Principal Investigator: Dr Tao Long
Department: University of CaliforniaTags: 57189, cardiometabolic-diseases, causal inference, drug-target-discovery, early-disease-detection, metabolite-biomarkers, neurodegenerative diseases
Cardiometabolic and neurodegenerative diseases such as heart attack, diabetes, liver and kidney diseases, dementia including Alzheimer’s continue to be the major devastating diseases in modern societies. Development of these diseases are complex, with important contributions from both genetic and environmental factors. Circulating factors in the blood, including small molecule metabolites, provide a snapshot into both genetic underpinnings and environmental exposures, and may serve as contributing factors that give rise to these diseases. Understanding how these diseases are influenced by circulating metabolites in blood will shed insight into the mechanisms of disease development and allow for discovery of novel therapeutics. Previous studies in our laboratory using mass spectrometry based technologies have measured circulating metabolites in a few large human studies and identified blood metabolites that are associated with cardiometabolic and neurodegenerative disease phenotypes. Moreover, we have identified a number of common genetic variants that modulate levels of these key circulating metabolites.

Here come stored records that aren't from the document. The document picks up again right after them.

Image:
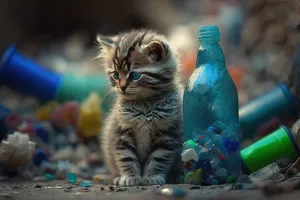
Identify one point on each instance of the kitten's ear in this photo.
(156, 50)
(105, 42)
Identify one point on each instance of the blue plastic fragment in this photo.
(49, 176)
(72, 177)
(4, 111)
(203, 164)
(231, 145)
(86, 184)
(215, 130)
(39, 156)
(42, 133)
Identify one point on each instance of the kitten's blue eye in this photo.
(116, 75)
(136, 75)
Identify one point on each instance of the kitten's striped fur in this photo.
(141, 139)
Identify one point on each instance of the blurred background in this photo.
(260, 40)
(259, 37)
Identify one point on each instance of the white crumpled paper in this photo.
(17, 150)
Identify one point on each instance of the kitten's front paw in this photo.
(153, 180)
(126, 181)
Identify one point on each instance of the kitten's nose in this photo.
(123, 88)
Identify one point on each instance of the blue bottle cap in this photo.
(42, 133)
(26, 76)
(4, 111)
(209, 33)
(39, 156)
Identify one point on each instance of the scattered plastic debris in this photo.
(49, 177)
(269, 172)
(173, 192)
(72, 178)
(86, 184)
(17, 150)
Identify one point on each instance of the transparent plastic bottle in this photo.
(210, 97)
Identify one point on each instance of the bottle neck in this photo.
(210, 52)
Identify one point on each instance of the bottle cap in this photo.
(42, 133)
(208, 33)
(39, 156)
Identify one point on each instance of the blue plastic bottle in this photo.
(210, 100)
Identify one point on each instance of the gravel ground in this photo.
(62, 190)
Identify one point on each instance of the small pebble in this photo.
(77, 194)
(39, 178)
(5, 196)
(195, 188)
(221, 172)
(121, 189)
(86, 184)
(49, 177)
(174, 192)
(37, 186)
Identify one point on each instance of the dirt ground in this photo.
(60, 190)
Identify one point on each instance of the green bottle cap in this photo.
(279, 144)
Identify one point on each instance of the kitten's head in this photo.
(139, 64)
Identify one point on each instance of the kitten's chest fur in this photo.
(146, 119)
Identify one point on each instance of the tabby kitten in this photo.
(141, 138)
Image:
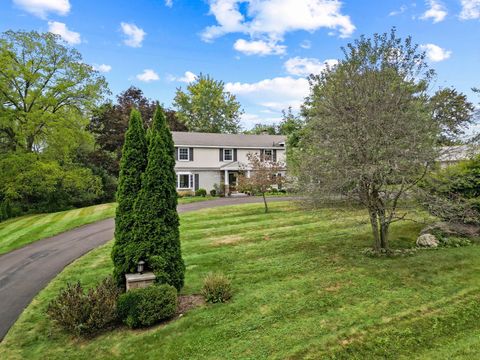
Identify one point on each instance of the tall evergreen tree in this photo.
(132, 166)
(157, 236)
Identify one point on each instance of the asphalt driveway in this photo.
(25, 271)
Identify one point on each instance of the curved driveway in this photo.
(25, 271)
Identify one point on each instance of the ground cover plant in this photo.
(302, 289)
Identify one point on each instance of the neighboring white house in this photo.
(205, 160)
(453, 154)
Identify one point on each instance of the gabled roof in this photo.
(228, 140)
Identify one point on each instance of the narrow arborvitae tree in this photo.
(157, 237)
(132, 165)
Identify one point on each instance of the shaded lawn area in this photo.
(18, 232)
(302, 289)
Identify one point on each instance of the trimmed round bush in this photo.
(216, 288)
(147, 306)
(85, 313)
(201, 192)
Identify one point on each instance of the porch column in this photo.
(227, 185)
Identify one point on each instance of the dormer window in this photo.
(183, 154)
(268, 155)
(227, 154)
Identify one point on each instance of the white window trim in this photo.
(191, 181)
(188, 154)
(270, 156)
(224, 154)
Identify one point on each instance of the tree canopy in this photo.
(369, 134)
(205, 106)
(45, 88)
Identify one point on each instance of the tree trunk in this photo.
(265, 202)
(383, 230)
(377, 244)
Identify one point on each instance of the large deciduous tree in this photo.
(157, 237)
(110, 122)
(369, 134)
(205, 106)
(44, 86)
(132, 166)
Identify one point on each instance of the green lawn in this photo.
(17, 232)
(302, 287)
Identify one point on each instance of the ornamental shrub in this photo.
(85, 313)
(216, 288)
(157, 237)
(201, 192)
(132, 165)
(147, 306)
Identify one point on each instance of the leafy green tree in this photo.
(32, 183)
(453, 113)
(369, 135)
(44, 85)
(132, 166)
(109, 122)
(157, 237)
(207, 107)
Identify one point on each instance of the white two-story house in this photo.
(205, 160)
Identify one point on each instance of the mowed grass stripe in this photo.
(16, 233)
(302, 289)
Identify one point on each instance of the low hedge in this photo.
(147, 306)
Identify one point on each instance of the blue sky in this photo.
(261, 49)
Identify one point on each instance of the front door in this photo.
(232, 180)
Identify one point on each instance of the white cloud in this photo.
(274, 94)
(470, 10)
(306, 66)
(134, 34)
(102, 68)
(437, 11)
(259, 47)
(250, 119)
(435, 53)
(148, 75)
(61, 29)
(400, 11)
(306, 44)
(187, 77)
(41, 8)
(272, 19)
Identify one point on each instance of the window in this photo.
(185, 181)
(184, 154)
(268, 155)
(227, 154)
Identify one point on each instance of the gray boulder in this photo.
(427, 240)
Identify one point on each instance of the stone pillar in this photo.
(136, 281)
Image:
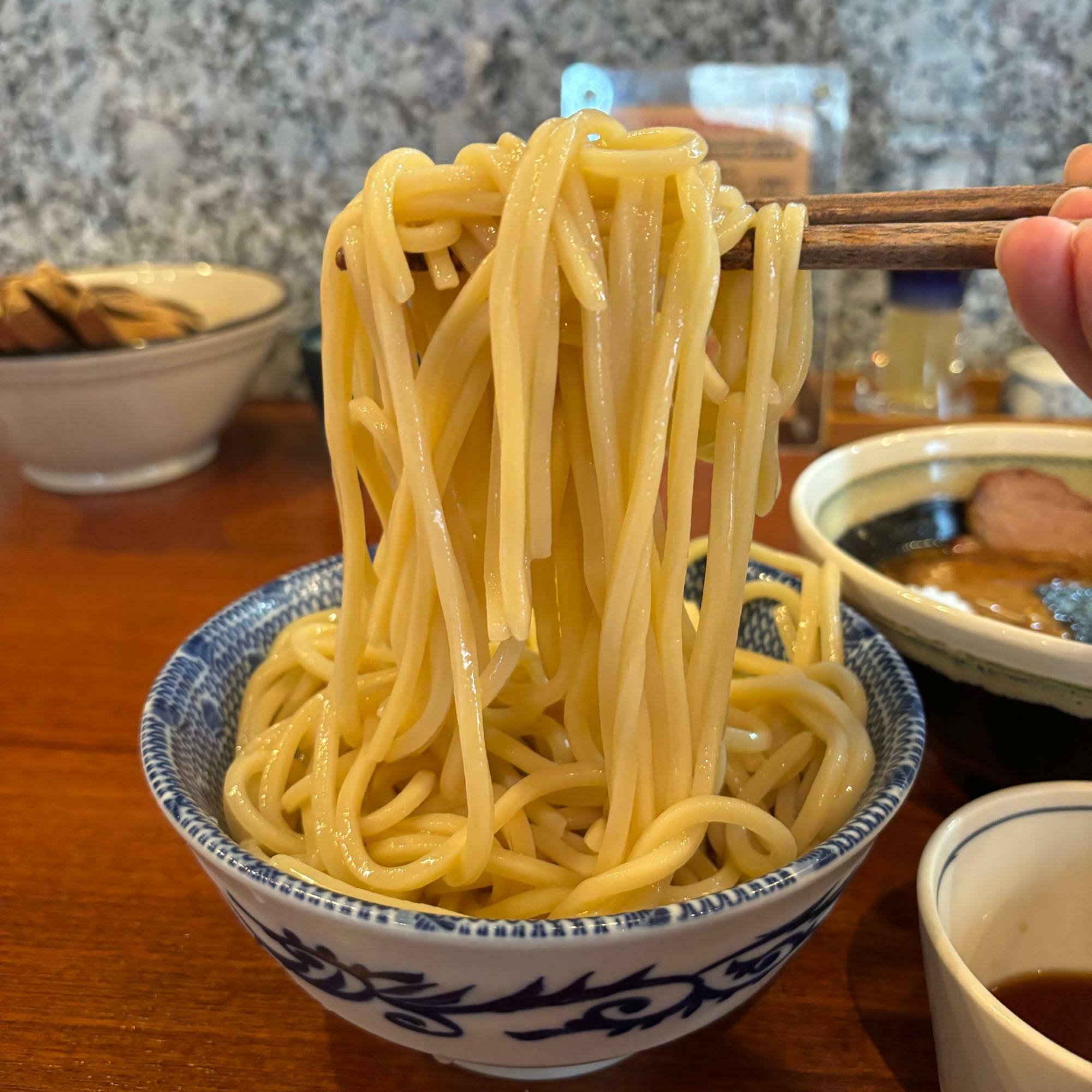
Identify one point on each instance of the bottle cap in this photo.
(928, 290)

Here we propose to use genetic and disease outcome information from the UK Biobank participants to facilitate identification of key circulating metabolites that are causal to development of cardiometabolic and neurodegenerative diseases using Mendelian randomization methods. We will further look for gene mutations that render extreme blood levels of these causal metabolites in some individuals that subsequently render higher risk of or protection from the diseases. These studies will identify blood metabolites causal to a multitude of cardiometabolic and neurodegenerative diseases. Furthermore, these studies will identify novel gene targets encompassing these diseases which could lead to the development of new therapeutics. Secondarily, our findings will revolutionize the means for early detection of impending disease development by screening for causal metabolites in the general population.